We also cannot expect young people, especially young women, to advocate for their own pleasure if they have never been given the vocabulary to understand what it is and what to expect.

We also know young people ask for clarity about the “mechanics” of sex; how it works, what it feels like, and how to do it.

Parents play an important role in supporting this learning, particularly as sexual pleasure and wellbeing are among the topics less likely to be covered in school-based education, which has tended to focus on reducing harm.


Read more: 6 ways to talk to your teens about sex without the cringe


But some things have changed

If parents are reluctant to talk to their children about sex and relationships, it’s rarely because they don’t want to.

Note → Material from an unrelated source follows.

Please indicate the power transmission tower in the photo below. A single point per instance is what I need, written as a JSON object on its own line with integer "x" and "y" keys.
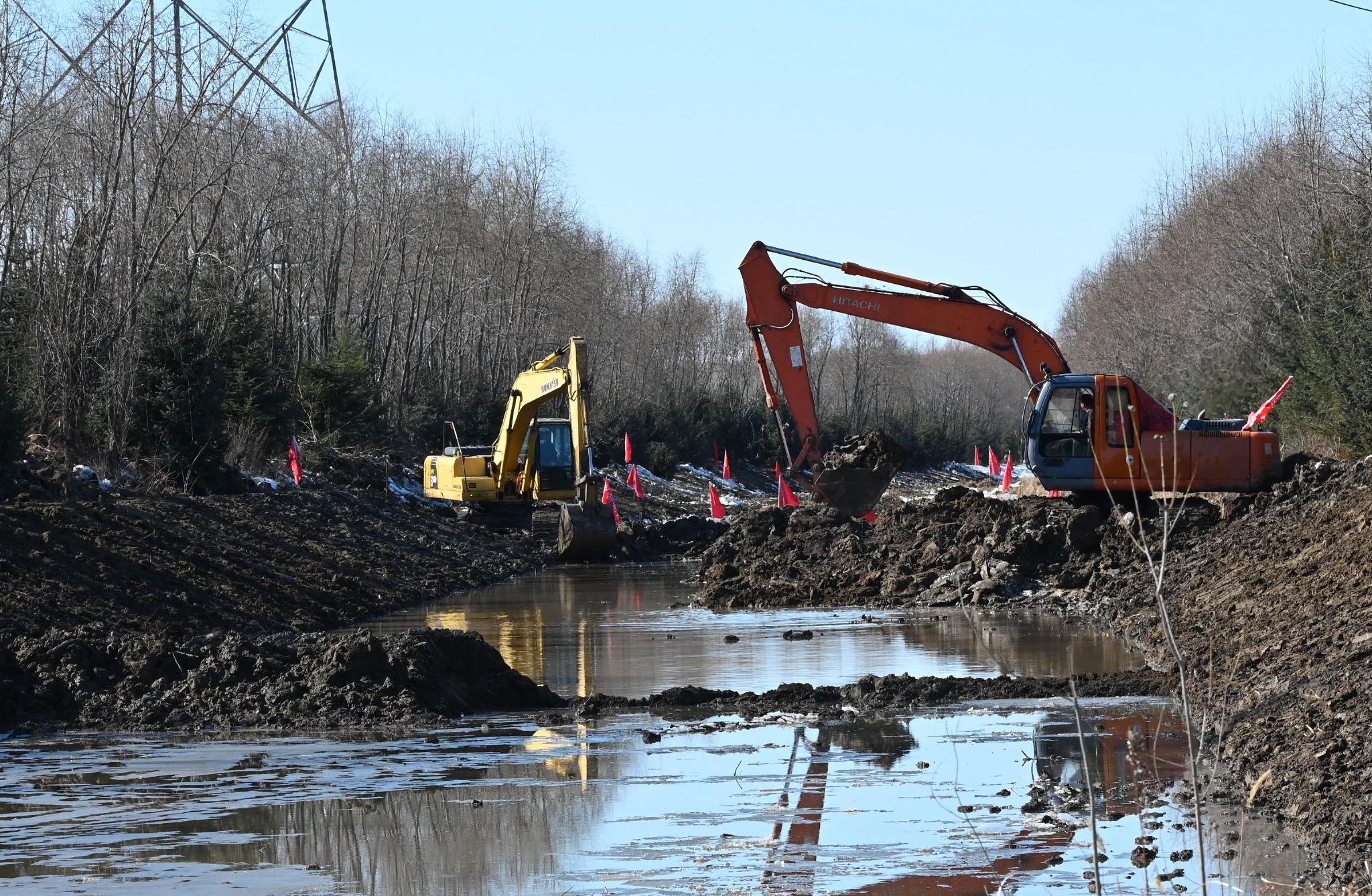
{"x": 295, "y": 62}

Our study shows they’re not certain what to say, when to say it, and how much detail to provide.

Many parents worried their child would feel uncomfortable, or feared saying the wrong thing. One in three said they had not had any conversations about sex or relationships with their children in the past 12 months.

But unlike in Bridgerton, today’s parents are not confined to metaphor. Resources exist to support more open, direct conversations about bodies, relationships and pleasure, which young people want.

Talking about sex, especially pleasure, can feel uncomfortable. But this is not a reason to stay silent. It is often a sign the conversation matters.


Talk soon. Talk often: a guide for parents talking to their kids about sex helps parents judge age-appropriate information and how to talk about it.